Don't Forget Your Fundamental Loops

Jul 29th, 2021

Editor’s Note: Oh sweet summer child… there is a for loop in Ruby.

The Gold Standard

When I began learning Ruby at Turing School of Software and Design, one of the things I noticed was that it seemed to be missing a very familiar tool that I had taken for granted in PHP and C++.

for (int i = 0, i < num, i++) {
  // look upon the glory that is the for loop
}

That small loop allows for a ton of custom iteration and is found in many programming languages. Ruby’s replacement of the for loop was taught to me as the each loop, which abstracts out for loop’s parameters by assuming a programmer will always want to iterate over the elements of an entire set. It adds additional flexibility by using a placeholder for each element to be referenced within the iterative loop.

[1,2,3].each do |elem|
  // elem is then referenced as an object within the block
end

Many months had passed since that day. Projects were built and frameworks learned, and I slowly forgot about that old loop. Only until today did I realize that Ruby’s each loop is not a replacement and treating it as such can lead down the wrong path.

Enter Binary Trees

When traversing binary trees one typically uses a data structure known as a queue to make sense of the relationships. The queue is just like a line at Jimmy John’s: The first person in line is the first person served, and then they exit. Every customer gets processed piece-wise until the lunch rush ends.

In terms of a binary tree, the queue is used in the following manner:

Start with the root of the tree in the queue
Add root’s children to the queue (if exist)
Remove root from the queue
Begin iterating next queue (now consisting of root’s children)

Queues are used alongside the Breadth-first search (BFS) algorithm to search through trees. In the midst of building my own BFS algorithm was when I realized that using #each in Ruby for all iterative problems isn’t appropriate.

Problem & Solution

The problem I was trying to solve was a straightforward one: return the average value of the nodes on each level. I studied this problem for many hours, watched videos on BFS and examined other user’s solutions. Once I had wrapped my head around how the algorithm worked I then set out to build my own.

As it turned out reaching for an each loop to solve this led to confusing results that I couldn’t make out for a long, frustrating time.

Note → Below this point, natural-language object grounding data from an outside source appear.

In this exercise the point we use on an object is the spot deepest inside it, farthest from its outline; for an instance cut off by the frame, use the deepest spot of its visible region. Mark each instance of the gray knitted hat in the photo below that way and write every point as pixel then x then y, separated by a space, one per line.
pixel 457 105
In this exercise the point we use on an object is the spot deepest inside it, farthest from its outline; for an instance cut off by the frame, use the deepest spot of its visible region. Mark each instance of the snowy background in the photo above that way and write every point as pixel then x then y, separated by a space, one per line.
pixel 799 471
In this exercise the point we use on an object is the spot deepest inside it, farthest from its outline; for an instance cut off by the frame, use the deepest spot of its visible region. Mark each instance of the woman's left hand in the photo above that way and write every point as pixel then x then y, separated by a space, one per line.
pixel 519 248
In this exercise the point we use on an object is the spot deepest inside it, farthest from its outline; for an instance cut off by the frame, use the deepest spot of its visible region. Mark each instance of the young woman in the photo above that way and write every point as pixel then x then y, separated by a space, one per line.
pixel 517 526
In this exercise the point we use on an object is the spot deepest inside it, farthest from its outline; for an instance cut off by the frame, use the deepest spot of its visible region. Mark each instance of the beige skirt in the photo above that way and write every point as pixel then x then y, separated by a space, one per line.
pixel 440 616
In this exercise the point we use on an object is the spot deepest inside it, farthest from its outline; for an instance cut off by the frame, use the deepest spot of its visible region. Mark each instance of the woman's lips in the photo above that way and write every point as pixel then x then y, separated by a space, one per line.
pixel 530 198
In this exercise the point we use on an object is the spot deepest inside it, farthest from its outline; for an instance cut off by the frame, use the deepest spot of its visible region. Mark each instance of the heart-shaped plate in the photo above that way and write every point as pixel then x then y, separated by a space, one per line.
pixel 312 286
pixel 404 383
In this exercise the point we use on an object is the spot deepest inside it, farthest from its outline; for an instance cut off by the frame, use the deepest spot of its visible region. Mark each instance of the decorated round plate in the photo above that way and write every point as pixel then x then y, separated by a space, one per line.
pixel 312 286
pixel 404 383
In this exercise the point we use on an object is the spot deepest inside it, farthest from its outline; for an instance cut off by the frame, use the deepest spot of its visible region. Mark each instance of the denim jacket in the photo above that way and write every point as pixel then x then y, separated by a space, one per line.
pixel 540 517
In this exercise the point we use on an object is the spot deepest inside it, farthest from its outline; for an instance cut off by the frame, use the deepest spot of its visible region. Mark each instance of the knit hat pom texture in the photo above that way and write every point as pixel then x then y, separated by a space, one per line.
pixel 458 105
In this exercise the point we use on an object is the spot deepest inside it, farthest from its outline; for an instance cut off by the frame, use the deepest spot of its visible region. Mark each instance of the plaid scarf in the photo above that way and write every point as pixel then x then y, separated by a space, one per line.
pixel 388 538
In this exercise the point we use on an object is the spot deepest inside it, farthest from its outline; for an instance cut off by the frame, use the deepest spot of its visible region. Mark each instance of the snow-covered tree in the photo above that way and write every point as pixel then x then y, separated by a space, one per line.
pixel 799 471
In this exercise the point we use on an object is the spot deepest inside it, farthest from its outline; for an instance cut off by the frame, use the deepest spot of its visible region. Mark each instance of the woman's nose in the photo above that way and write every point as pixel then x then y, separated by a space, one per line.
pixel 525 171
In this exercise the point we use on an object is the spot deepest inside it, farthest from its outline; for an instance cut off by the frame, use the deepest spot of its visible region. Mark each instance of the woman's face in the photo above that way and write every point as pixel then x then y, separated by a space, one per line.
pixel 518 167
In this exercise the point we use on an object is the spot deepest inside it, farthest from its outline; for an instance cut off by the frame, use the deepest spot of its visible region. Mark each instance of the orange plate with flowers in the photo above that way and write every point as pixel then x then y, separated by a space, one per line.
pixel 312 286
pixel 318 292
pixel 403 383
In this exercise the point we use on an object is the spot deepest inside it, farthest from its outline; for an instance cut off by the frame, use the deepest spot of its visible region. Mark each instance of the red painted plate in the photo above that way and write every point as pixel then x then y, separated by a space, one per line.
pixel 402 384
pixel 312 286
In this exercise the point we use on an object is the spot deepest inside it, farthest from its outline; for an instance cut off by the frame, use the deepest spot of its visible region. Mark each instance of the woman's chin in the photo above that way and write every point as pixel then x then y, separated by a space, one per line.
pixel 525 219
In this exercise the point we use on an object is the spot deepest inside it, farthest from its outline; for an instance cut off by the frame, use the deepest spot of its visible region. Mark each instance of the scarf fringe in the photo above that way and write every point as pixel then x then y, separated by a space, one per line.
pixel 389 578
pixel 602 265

Note in my solution below how I ended up using the times loop instead of each.

              # Definition for a binary tree node.
# class TreeNode
#     attr_accessor :val, :left, :right
#     def initialize(val = 0, left = nil, right = nil)
#         @val = val
#         @left = left
#         @right = right
#     end
# end
# @param {TreeNode} root
# @return {Float[]}

# Find the average val at each level of a binary tree
def average_of_levels(root)
  queue = [root]
  avg_per_level = []
    
  while (!queue.empty?) do
    # For a binary tree of n levels we should hit this block n times
    level_sum = 0
    elems_in_level = queue.length
      
    # An each loop isn't appropiate here because we're adding children
    # to the next queue to be processed at the end of this loop. #each will
    # keep iterating over the child elements and won't allow us to stop
    # at each level and capture information while we traverse the tree.
    elems_in_level.times do
      # Pull first element in queue
      current_node = queue.shift
      level_sum += current_node.val

      # Check for node's children, if exist, add to queue
      queue << current_node.left if current_node.left != nil
      queue << current_node.right if current_node.right != nil
    end
    avg_per_level << counter/num_of_elems.to_f
  end
  avg_per_level
end

            

Want to know how many times I have used a times loop to solve an actual programming problem in Ruby? Zero. The Turing School of Software and Design teach the each loop as if it is a perfect stand-in for a for loop, and while that may be true for 99% of programming problems, there would have been no way for me to solve the above problem using an each loop using my approach.

Conclusion

Currently, there are only 5 submissions out of 999+ for a Ruby-based solution to the above problem, which I find hilarious. This experience has opened my eyes into how a language can hinder you if you don’t examine the assumptions that are made in the inner workings of its “de facto” iterative loop. The beauty of the for loop is there is no additional abstraction wrapping around it, which the each loop is essentially doing for convenience’s sake.